La risa se abrió paso alegre con la mirada de don Carlos recorriendo el techo. De su mayor esfuerzo había sacado el pobre Martín esas frases después de unir medios conceptos y recordar los pedazitos que sí había guardado. Ahora era afrentado, por la clase que buscaba un bufón como agua busca el sediento y por el profesor que buscaba el crimen de no prestar atención. El muchacho bajó la cabeza para buscar defensa en el verde de su pupitre, tan neutro y tan callado. El profesor si consintió el ruido del jolgorio, pero poco duro la algarabía.

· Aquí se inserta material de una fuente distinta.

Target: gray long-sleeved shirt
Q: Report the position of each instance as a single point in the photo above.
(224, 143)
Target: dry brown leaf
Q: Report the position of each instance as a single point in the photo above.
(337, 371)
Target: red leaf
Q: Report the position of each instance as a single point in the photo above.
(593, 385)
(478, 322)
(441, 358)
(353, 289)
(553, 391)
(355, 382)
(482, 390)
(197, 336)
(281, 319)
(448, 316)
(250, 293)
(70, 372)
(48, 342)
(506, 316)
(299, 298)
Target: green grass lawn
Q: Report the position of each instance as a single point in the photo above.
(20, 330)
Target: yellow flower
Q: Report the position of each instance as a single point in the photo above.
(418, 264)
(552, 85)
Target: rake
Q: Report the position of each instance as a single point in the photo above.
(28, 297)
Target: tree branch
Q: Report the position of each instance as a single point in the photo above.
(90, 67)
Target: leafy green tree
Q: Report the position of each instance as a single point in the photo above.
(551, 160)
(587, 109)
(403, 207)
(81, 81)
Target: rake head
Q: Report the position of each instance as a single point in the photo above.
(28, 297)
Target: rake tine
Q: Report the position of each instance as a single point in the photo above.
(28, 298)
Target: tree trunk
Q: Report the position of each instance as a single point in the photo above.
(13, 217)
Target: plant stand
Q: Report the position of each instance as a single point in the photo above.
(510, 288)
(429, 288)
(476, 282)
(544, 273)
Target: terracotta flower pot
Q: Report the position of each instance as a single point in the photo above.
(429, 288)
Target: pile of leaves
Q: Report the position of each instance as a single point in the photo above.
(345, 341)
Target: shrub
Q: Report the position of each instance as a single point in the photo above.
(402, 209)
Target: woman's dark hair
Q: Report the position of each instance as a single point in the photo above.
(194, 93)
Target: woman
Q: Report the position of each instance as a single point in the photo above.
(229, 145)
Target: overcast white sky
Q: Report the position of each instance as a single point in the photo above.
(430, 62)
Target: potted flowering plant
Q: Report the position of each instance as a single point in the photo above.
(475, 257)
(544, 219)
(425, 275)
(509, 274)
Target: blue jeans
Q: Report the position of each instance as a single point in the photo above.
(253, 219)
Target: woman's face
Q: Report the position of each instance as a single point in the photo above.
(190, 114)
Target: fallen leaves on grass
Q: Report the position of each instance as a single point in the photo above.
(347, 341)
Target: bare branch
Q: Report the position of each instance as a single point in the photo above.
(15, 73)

Se abrió la puerta con un golpe del mayor estruendo. No había llegado a duplicar el golpe en la pared y por ella entraron diez hombres armados con lo menos otros veinte detrás. Sus armas eran unas lanzas inmensas que se veían obligados a no llevar en alto por chocar con el techo. Les protegía a todos un sobrero de estilo 1600, unas vestes de malla y la sobreveste con un árbol negro cosida en pechos y estandartes. Uno de ellos se asomó de la galante escuadra, con inmensa barba y la cabellera al raso. Caminó gallardo hasta el profesor y puso en su cuello la punta amenazante una espada fina, de empuñadura de acero con piedras de jade. Con voz grave, como si dos gigantes cruzasen su voz en él, dijo:
- ¿Son estas tus huestes?
El profesor Carlos seguía fuera de sí. El entendimiento apenas le alcanzaba para apartar su cuello prudencialmente de la hoja estrecha de ese sable. El soldado prosiguió:
- ¿Treinta muchachitos, cuento yo, que a lo sumo sabrán poner el cuello para que el enemigo lo degolle y poco más, que ni el escudo tendrán idea de como se levanta?... ¿Calláis ahora, cuando antes llenábais a nuestro señor de agravios? ¿Se os hace poca tropa treinta renacuajos contra ¡las diez mil espadas de Rionegro 'el necesario'!?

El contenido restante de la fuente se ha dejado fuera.